Sir Liam Donaldson, accustomed to seeing his ideas knocked down, dug his heels in yesterday. Emboldened by his success with the smoking ban – proposed in two successive annual reports in 2002 and 2003, to the intense irritation of ex-smoker John Reid, who was then the Health Secretary – he means to follow it by pushing for curbs on excessive drinking.

But why stop there? Last week, a Scottish GP, Dr David Walker, proposed a tax on chocolate. The idea is not as daft as it seems. Scotland has among the highest rates of heart disease and other obesity-related conditions in the world. Fast food has been fingered as unhealthy, but chocolate has somehow “slipped under the radar”, Dr Smith argued, thanks to canny marketing that has highlighted the benefits of flavanols in the cocoa bean (as found in fruit and veg) while ignoring the fat and sugar in which it is slathered.

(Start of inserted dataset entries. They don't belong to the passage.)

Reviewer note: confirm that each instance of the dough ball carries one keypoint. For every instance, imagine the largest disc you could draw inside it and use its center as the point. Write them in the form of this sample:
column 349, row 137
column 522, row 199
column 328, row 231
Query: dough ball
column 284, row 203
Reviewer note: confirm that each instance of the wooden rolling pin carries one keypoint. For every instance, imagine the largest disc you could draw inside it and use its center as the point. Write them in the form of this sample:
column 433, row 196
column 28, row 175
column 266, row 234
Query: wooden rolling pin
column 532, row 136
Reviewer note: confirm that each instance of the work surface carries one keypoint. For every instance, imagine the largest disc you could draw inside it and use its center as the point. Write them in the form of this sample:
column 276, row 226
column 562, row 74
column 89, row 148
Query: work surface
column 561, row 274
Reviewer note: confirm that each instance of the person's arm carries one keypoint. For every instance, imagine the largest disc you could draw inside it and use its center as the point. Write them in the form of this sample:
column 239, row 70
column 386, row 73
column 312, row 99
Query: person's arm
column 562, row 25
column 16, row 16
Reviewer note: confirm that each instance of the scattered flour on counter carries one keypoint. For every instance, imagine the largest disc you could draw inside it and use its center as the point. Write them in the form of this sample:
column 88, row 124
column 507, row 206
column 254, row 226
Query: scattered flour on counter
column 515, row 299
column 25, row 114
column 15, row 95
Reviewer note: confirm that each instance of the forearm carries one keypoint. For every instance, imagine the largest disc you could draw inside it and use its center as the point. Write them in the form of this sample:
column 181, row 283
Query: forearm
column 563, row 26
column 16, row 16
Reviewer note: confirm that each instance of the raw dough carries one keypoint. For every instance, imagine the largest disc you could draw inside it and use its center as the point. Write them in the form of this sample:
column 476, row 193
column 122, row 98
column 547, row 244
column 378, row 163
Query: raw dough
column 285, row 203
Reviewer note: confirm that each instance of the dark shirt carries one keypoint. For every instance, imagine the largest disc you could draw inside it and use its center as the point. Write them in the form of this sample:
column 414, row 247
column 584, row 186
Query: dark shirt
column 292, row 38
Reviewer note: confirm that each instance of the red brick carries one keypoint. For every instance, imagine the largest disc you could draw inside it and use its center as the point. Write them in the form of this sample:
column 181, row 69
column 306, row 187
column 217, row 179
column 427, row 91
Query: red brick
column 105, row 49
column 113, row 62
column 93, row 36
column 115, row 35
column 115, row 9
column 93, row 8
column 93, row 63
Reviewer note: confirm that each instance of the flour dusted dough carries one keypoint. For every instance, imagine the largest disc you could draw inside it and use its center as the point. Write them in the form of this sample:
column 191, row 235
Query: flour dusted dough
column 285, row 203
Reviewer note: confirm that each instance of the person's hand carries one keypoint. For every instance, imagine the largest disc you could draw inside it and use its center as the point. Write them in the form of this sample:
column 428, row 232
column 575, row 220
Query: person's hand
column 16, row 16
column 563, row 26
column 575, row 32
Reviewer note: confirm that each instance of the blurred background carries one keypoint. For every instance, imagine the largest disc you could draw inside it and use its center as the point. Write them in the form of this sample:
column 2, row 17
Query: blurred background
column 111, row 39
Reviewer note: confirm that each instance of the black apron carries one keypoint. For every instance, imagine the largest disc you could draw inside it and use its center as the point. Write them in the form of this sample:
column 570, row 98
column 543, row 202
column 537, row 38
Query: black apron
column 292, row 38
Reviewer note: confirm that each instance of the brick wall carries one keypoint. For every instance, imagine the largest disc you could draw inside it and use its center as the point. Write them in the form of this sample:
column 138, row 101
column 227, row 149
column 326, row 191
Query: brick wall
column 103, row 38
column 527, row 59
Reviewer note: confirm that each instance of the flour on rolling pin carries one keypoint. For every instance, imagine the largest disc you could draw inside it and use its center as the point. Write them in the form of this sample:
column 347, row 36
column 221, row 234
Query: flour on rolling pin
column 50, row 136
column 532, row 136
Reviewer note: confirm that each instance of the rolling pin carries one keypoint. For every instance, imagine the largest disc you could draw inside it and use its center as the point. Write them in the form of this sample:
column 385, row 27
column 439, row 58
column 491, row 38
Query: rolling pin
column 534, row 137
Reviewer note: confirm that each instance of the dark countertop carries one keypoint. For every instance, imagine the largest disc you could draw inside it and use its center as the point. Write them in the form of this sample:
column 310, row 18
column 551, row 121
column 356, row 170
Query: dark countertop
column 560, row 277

Dr Smith was unable to persuade his medical colleagues at a British Medical Association conference and his proposal for a choc tax was lost by two votes. Gordon Brown similarly vetoed a Downing Street proposal for a “fat tax” in 2004, when he was Chancellor – which would have meant extra VAT on burgers, chips and sweets – on the grounds that it would disproportionately fall on the poor.

Like a minimum price for alcohol, a fat tax is an idea whose time will come. In New York state, Governor David Paterson has compared the obesity epidemic with the smoking epidemic. In his state budget in December last year, Paterson proposed a tax on soft drinks – which are one of the main drivers of childhood obesity in the US.

The idea was scrapped last week owing to overwhelming opposition from New Yorkers. But other American cities already levy taxes on soft drinks and junk foods that raise a total of £500m a year. As the juggernaut of rising obesity rates rolls towards us, we will come to view the fast-food industry in much the same way that we view the tobacco industry today – as the undertaker’s friend.

A fat tax has been dismissed as a crackpot notion, worthy only of Scandinavian nanny states at their most interfering. Wags have been asking: what next, the couch potato tax on video games? (Nintendo’s Wii would be exempt.) A sofa tax?

Exhorting people to eat more greens or to climb the stairs rather than take the lift doesn’t work. Financial incentives do work. Once the battle over alcohol has been won, I predict, proposals for a fat tax will appear in a future chief medical officer’s report. Remember, you read it here first.